Readers might think they know Brent Cummings, the main character in David Finkel’s “An American Dreamer.” He’s “a white male pickup-driving ex-soldier living in a Georgia county where in 2016 Donald Trump received 71 percent of the votes.”

But people are complicated. And one of the strengths of this excellent book is how deftly Finkel presents those complications.

“Dreamer” follows Cummings between the 2016 and 2020 presidential elections. When Finkel began this book, “I had no way of knowing what would take place,” he notes. With immersion journalism — following a person over time — the writer doesn’t know how a story will play out, or even, sometimes, what the story is. But Finkel — a Pulitzer Prize-winning journalist with the Washington Post — believed that following people “wrestling with their own questions about what was happening would lead to a story worth adding to the record of such a pivotal time in American history.”

A pivotal time indeed. Like many others, Cummings and his wife, Laura, went to bed on Election Night 2016 assuming Hillary Clinton had won but woke up to find the world utterly changed.

Cummings was a key character in “The Good Soldiers,” Finkel’s harrowing book about the 2007 surge in Iraq. He has been home for 13 years, but trauma has followed. Most nights, he wakes up screaming from nightmares of “darkness. No, more than darkness. Blackness. … mocking laughter and blackness into infinity.”

He wrestles with institutional racism at the university where he runs the ROTC program. Later, he is deployed to Jerusalem to train security forces in the West Bank and, from abroad, reads Trump’s tweets with a sinking sense of disbelief.

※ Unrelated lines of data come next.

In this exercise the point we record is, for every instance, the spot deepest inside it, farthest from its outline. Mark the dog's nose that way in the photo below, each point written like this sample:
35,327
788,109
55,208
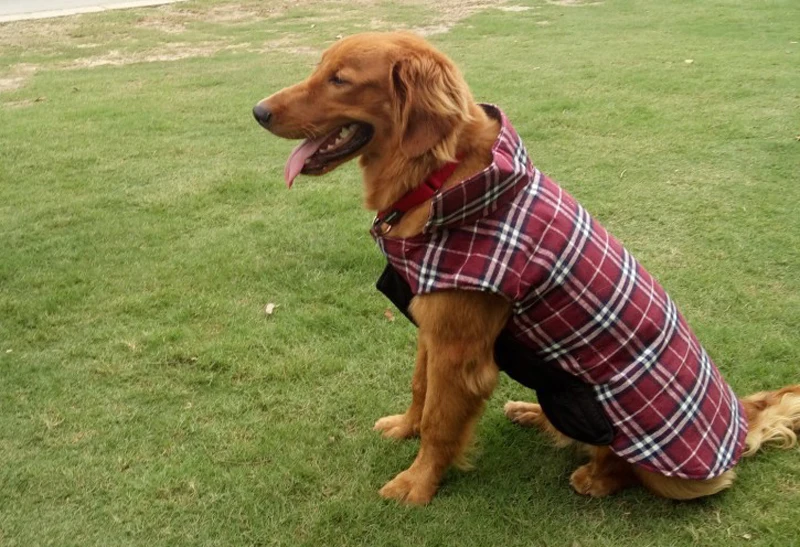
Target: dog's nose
262,115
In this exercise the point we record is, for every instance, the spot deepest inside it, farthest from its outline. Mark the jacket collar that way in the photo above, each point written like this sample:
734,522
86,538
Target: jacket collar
488,190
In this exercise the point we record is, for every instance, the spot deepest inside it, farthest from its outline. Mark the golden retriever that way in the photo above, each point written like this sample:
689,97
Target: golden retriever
403,108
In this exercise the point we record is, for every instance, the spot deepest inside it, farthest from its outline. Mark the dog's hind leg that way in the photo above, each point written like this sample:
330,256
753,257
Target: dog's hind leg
404,426
532,415
605,474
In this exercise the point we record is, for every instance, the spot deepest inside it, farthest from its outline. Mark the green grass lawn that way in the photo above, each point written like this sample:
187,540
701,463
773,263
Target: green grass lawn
145,396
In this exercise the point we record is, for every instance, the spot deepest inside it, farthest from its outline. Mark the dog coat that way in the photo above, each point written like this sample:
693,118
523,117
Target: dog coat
583,305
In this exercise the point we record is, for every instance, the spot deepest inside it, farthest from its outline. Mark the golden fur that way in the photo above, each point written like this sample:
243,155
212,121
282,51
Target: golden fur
424,115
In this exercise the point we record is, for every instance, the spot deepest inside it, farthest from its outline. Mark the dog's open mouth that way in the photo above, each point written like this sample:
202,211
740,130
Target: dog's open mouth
320,155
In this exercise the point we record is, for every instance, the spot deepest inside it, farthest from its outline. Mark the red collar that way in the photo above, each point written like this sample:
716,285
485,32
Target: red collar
422,193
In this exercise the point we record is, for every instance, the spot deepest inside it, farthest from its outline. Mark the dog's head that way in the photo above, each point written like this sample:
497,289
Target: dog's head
377,95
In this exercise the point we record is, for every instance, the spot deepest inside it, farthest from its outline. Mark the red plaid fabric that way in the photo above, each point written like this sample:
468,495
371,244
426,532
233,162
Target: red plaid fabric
582,302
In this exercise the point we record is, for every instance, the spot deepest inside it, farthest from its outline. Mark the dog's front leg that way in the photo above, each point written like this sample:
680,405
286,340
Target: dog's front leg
404,426
456,335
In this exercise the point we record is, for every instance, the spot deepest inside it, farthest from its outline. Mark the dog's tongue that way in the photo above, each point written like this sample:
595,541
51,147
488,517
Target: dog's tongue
298,158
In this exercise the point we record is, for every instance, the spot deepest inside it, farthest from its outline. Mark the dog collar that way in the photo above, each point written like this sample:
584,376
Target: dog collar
422,193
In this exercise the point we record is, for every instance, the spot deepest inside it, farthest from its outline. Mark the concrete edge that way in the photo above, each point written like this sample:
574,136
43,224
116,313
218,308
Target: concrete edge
86,9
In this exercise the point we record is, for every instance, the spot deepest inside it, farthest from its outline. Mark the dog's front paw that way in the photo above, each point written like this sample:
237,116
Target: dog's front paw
410,487
585,483
398,426
524,414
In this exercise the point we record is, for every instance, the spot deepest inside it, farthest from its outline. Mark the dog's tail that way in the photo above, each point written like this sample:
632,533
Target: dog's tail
773,417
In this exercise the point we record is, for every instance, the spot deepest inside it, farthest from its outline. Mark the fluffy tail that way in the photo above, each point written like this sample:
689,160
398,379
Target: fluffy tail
773,417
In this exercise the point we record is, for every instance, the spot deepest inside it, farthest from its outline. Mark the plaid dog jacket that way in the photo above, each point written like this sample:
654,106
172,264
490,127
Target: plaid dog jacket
583,304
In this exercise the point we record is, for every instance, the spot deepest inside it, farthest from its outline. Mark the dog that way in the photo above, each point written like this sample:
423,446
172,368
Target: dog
500,268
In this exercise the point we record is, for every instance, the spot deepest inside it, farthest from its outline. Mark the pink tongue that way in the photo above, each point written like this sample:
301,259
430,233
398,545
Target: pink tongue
298,157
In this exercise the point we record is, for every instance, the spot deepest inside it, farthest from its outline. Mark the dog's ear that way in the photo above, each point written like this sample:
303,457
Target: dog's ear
432,100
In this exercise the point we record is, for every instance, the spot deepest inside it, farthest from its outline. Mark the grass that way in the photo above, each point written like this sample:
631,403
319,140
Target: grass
146,398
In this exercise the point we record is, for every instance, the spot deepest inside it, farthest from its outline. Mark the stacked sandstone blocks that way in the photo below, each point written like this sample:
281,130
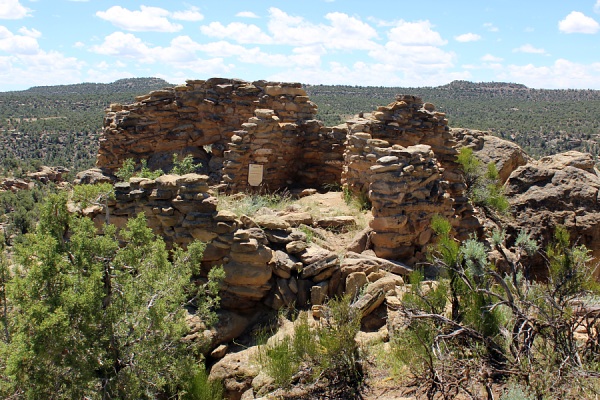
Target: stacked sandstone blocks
266,141
406,190
197,118
404,123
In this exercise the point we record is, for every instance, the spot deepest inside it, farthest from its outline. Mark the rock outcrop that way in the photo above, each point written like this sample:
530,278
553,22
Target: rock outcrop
403,157
47,174
488,148
206,118
562,189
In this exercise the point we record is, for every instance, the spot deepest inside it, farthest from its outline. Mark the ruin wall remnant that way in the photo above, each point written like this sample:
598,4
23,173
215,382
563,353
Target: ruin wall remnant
200,118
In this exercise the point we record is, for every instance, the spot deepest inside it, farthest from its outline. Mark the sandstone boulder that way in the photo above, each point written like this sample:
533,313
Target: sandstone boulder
487,148
562,189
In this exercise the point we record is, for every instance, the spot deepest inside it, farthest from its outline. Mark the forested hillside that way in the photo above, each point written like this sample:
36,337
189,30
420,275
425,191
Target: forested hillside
59,125
541,121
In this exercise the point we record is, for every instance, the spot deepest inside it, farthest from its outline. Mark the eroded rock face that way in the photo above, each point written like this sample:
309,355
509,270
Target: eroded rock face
209,120
562,189
507,156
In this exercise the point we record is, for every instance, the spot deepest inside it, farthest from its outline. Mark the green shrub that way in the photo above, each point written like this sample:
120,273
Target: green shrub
185,165
327,353
200,387
483,185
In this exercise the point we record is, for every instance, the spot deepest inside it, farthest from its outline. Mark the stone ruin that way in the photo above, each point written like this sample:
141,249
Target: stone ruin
263,136
227,124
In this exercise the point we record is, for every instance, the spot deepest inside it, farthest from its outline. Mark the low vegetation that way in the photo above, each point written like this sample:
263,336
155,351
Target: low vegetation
99,316
325,359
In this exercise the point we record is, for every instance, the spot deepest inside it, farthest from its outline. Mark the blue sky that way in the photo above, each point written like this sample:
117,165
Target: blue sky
542,44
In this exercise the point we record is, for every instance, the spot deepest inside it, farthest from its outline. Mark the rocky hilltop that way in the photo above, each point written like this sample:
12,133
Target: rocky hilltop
262,136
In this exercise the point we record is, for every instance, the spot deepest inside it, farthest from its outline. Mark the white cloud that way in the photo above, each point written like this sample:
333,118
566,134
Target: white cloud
41,68
146,19
416,33
13,9
562,74
125,45
246,14
343,32
181,54
368,74
490,27
192,15
491,58
467,37
34,33
237,31
17,44
415,46
577,22
528,48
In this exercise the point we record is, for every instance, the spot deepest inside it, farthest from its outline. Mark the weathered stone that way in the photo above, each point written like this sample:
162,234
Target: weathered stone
271,222
318,293
296,246
354,282
238,274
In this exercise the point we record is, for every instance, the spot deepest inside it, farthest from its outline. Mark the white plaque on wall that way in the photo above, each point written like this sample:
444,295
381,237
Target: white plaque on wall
255,173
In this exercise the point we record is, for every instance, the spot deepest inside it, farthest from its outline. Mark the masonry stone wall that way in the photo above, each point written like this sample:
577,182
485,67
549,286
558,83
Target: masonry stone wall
404,123
197,118
266,259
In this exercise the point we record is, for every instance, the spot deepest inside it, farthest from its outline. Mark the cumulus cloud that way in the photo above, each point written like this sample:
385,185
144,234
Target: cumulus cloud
577,22
192,15
246,14
17,44
181,53
39,68
415,46
125,45
34,33
562,74
145,19
528,48
13,9
467,37
237,31
490,27
490,58
416,33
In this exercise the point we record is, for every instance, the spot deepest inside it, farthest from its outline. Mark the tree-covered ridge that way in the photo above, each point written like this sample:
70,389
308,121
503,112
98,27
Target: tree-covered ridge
541,121
59,125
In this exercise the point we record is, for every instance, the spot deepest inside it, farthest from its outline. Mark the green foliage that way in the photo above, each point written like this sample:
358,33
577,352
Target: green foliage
360,201
200,387
328,352
60,125
185,165
146,172
251,204
99,194
515,391
127,170
100,316
483,187
513,329
541,121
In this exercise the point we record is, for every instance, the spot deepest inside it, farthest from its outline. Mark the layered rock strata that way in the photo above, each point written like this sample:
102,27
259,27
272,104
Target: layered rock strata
198,118
266,259
404,123
563,189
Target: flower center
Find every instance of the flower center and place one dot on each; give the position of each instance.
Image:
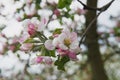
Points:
(67, 42)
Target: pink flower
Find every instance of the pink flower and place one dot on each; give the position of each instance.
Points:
(81, 11)
(23, 38)
(72, 55)
(42, 24)
(11, 47)
(56, 12)
(39, 59)
(48, 45)
(31, 29)
(26, 46)
(48, 60)
(2, 47)
(66, 40)
(43, 59)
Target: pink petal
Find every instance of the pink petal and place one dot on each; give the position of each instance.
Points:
(48, 45)
(26, 46)
(73, 36)
(39, 59)
(48, 60)
(72, 55)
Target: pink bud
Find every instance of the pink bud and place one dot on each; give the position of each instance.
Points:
(48, 60)
(81, 11)
(31, 29)
(48, 45)
(56, 12)
(11, 47)
(72, 55)
(39, 59)
(26, 46)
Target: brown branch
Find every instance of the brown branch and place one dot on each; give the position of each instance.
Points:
(88, 7)
(102, 9)
(89, 26)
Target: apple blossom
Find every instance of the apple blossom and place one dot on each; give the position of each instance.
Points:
(48, 45)
(56, 12)
(66, 40)
(43, 59)
(26, 46)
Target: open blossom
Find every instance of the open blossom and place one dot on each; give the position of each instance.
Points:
(65, 43)
(48, 45)
(66, 40)
(2, 47)
(26, 46)
(23, 38)
(43, 59)
(34, 25)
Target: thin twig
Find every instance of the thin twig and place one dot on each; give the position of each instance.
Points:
(102, 9)
(89, 26)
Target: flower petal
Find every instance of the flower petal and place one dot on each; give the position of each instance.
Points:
(49, 45)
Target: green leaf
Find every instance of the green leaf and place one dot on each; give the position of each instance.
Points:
(61, 62)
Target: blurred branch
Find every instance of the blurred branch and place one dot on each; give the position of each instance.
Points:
(102, 9)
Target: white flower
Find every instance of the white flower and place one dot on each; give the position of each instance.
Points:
(66, 40)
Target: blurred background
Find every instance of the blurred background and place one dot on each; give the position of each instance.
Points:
(16, 65)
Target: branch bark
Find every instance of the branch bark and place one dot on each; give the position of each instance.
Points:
(94, 56)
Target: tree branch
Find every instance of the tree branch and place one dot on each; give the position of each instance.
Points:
(102, 9)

Juxtaposed with Cummings’s story is that of his neighbor. Michael is an ardent Trump supporter — he knew that Hillary Clinton, “no matter what she might have promised, was going to take his guns away, every one of them, even the shotgun his father had given him when he was twelve. He despised her.”

Finkel portrays him fully and with empathy; Michael may be a gun-loving Trumper, but he never becomes a caricature.

This book is a fast read, but a simple style does not mean a simple book. It is deeply reported and weaves together multiple themes. Finkel witnessed most scenes himself and asked people what was going through their minds. The result is a narrative that both shows and tells.

cover of "An American Dreamer," a red white and blue kite against a cloudy sky
An American Dreamer

Finkel tucks the past — scenes from Iraq and other memories — into those four Trump years. Cummings emerges as a full, complex character, a man who believes in his vows to his wife and country, who grew up believing “anything was possible … as long as you did the right thing.” The election of Donald Trump bewildered him. “Donald Trump, a man who did everything wrong …. was being rewarded with the presidency. And what, Brent wondered, was the lesson there?”

Michael takes a different view. Trump, he fervently believes, is “the only one out there trying to protect American values.”

In this intimate, remarkable book, Finkel lets us inside the worlds of two imperfect men. By doing so, he helps us understand the fragmented reality that is America today.

Laurie Hertzel is a writer in St. Paul. She is at lauriehertzel@gmail.com

An American Dreamer: Life in a Divided Country

By: David Finkel.

Publisher: Random House, 238 pages, $32.